Practical VaR and CVaR for Traders

Step-by-Step Calculation

Using your last 200 trades at 95% confidence:

  1. List all 200 trade returns (in R-multiples or dollar terms)
  2. Sort from worst to best
  3. VaR = The 10th worst return (5% of 200)
  4. CVaR = Average of the 10 worst returns

Interpretation Example

Suppose your results show:

  • 95% VaR: -1.2R
  • 95% CVaR: -2.1R

This means:

  • On 95% of trades, you lose 1.2R or less
  • But when things go wrong (worst 5%), your average loss is 2.1R

If your CVaR is significantly larger than your VaR, you have fat-tailed downside risk. This is common in strategies that occasionally experience gap moves, slippage beyond stops, or correlated drawdowns.

Using VaR/CVaR for Position Sizing

You can use CVaR to set maximum position sizes:

Max Position Size = Acceptable Loss / CVaR per unit

If your account can tolerate a maximum single-trade loss of $1,000 and your 95% CVaR is $200 per contract, you should trade no more than 5 contracts. This ensures that even in worst-case scenarios, your loss stays within acceptable bounds.


Limitations to Understand

  • Sample size matters. With fewer than 50 trades, the 5th percentile is based on 2-3 data points. The estimate will be noisy and unreliable. Aim for at least 100 trades, ideally 200+.

  • Stationarity assumption. Both VaR and CVaR assume the past distribution is representative of the future. Regime changes, liquidity shifts, and market structure evolution can invalidate historical estimates.

  • Confidence level choice. 95% is standard but somewhat arbitrary. For capital preservation, 99% may be more appropriate. The tradeoff: higher confidence requires more tail data and produces noisier estimates.

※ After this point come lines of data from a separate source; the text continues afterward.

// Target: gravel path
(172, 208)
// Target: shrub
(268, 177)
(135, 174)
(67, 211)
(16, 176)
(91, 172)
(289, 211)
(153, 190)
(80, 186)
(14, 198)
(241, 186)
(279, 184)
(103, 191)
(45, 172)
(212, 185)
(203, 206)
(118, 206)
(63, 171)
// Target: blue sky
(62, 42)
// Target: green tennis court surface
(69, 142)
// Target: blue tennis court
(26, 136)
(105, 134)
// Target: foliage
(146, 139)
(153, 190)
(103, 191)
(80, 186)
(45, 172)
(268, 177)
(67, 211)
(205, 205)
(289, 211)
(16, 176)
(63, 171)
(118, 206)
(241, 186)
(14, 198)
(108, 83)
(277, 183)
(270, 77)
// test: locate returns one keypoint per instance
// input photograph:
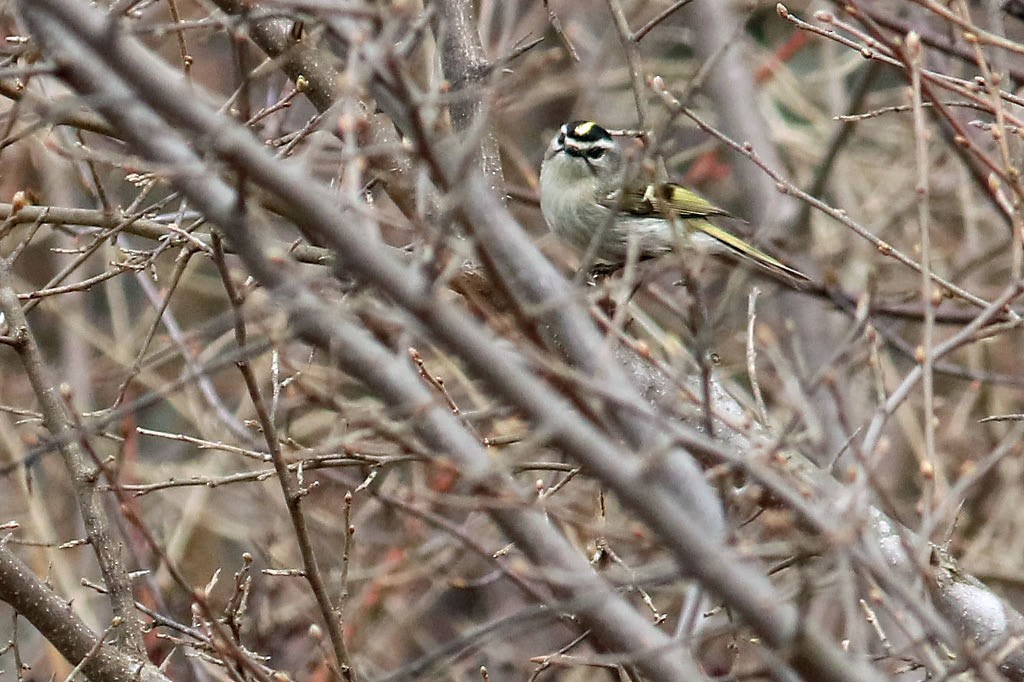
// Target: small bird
(583, 194)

  • Not a worst case. CVaR is the average of tail losses, not the absolute worst outcome. Your actual worst loss will exceed CVaR by definition.


VaR and CVaR Compared

DimensionVaRCVaR
DefinitionLoss at a specific percentileAverage loss beyond that percentile
Tail sensitivityNone (ignores losses beyond threshold)High (averages all tail losses)
Coherent risk measureNoYes
Ease of calculationSimpleSimple (requires one extra step)
ConservativeLessMore
Fat-tail awarenessPoorStrong

Interactive: Return Distribution & Tail Risk

Adjust the skewness to see how the distribution shape changes. With negative skew, the left tail (losses) extends further — this is where VaR and CVaR become critical risk measures.

Return Distribution
-3.2R0R2.5RR-Multiple

Key Takeaways

  • VaR tells you the boundary of "normal" losses at a given confidence level. The 95% VaR is the 5th percentile of your return distribution.
  • CVaR (Expected Shortfall) tells you the average loss when things go worse than VaR. It is strictly more informative and conservative.
  • Historical VaR is the most practical method for active traders -- sort your returns and read off the percentile.
  • If your CVaR is much larger than your VaR, you have fat-tailed downside risk that needs addressing through tighter stops, smaller sizing, or portfolio diversification.
  • Use CVaR to set position size limits that keep worst-case losses within your risk tolerance.
  • Always ensure sufficient sample size (100+ trades) for reliable estimates, and recalculate regularly as your trading evolves.